SQL Table Join Performance for INT vs BIGINT vs GUID Data Types

By: Ben Snaidero | Updated: 2017-10-19 | Comments (2) | Related: > Database Design

Problem

Reading some of the comments from my last tip got me thinking about the performance of table joins on different datatypes. I had always assumed (I know I should know better) that as long as the columns, regardless of whether or not there is a foreign key relationship defined, are indexed that there should be no performance issues based on datatype of the join column chosen to join two tables.
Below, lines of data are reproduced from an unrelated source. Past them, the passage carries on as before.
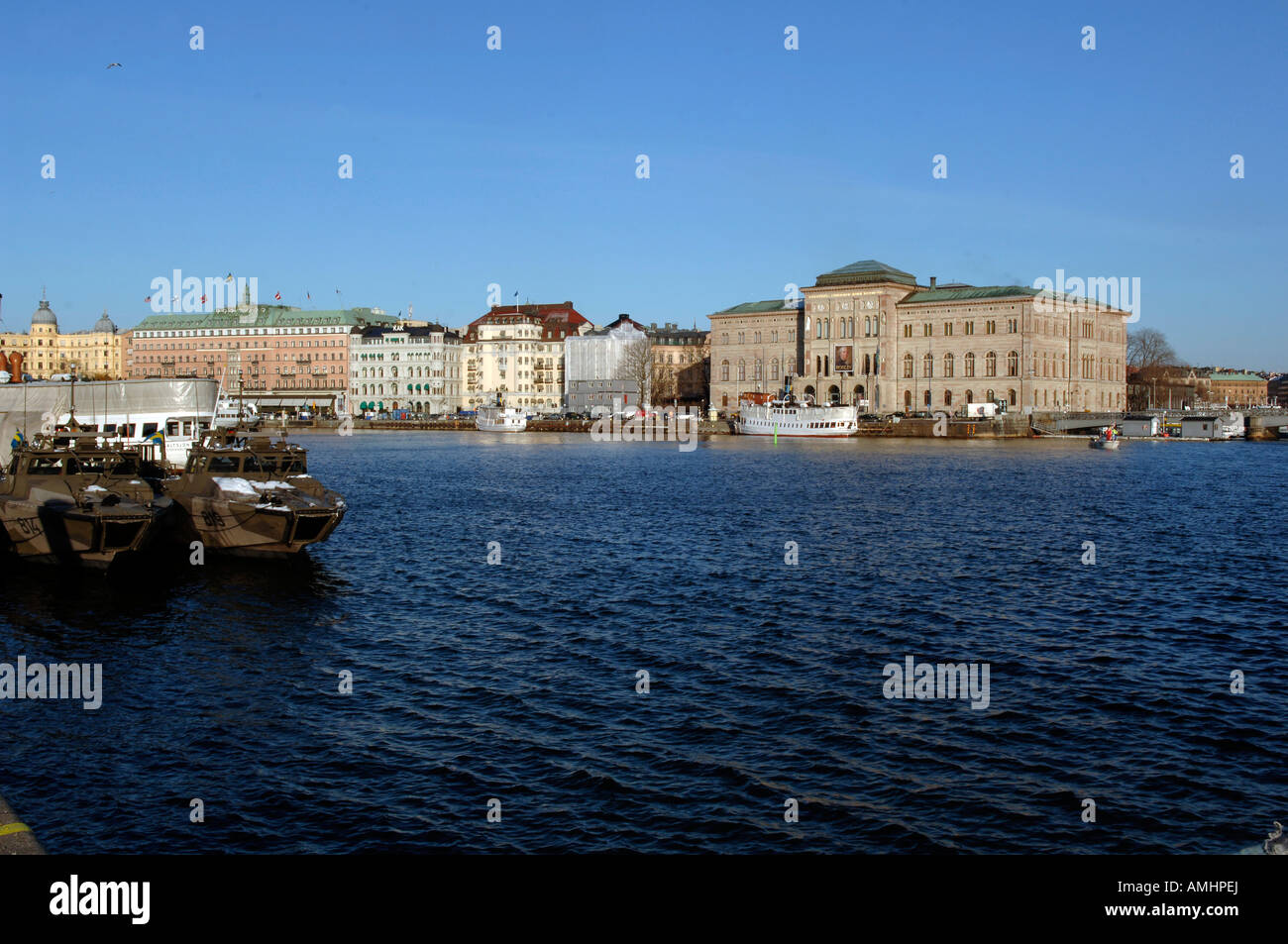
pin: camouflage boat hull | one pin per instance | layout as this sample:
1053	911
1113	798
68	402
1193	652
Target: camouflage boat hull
93	536
257	530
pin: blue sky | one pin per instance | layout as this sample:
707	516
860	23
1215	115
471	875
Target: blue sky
767	166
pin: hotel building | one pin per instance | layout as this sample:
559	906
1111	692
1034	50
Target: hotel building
516	353
406	367
286	357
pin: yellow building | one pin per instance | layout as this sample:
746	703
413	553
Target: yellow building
46	351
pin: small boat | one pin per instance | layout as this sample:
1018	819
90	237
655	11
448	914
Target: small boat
77	498
250	494
789	416
1107	439
497	419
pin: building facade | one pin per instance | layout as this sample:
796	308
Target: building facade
95	353
406	367
515	353
872	336
682	365
284	357
1237	389
754	347
596	373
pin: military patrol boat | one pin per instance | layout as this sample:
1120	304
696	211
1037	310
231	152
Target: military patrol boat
250	494
75	497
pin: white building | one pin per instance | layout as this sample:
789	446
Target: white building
417	368
595	373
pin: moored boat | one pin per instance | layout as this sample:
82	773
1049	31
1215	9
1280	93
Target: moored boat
250	494
77	498
501	420
1107	439
791	416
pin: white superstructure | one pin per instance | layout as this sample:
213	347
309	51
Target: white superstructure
501	420
797	417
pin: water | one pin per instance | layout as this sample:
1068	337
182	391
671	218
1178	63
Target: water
516	682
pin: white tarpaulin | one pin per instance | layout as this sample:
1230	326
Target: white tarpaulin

In this tip we will compare joining tables using the following datatypes to see if there is in fact any performance difference: INT, BIGINT, GUID (one randomly generated and generated using the newsequentialid() function).

Solution

In order to perform this test, let's setup 4 similar sets of parent/detail tables. The only difference will be that each parent table primary key and its associated detail table join column will use a different column type: one of INT, BIGINT and GUID (one randomly generated and generated using the newsequentialid() function). Below is the T-SQL to generate these tables and load some sample data.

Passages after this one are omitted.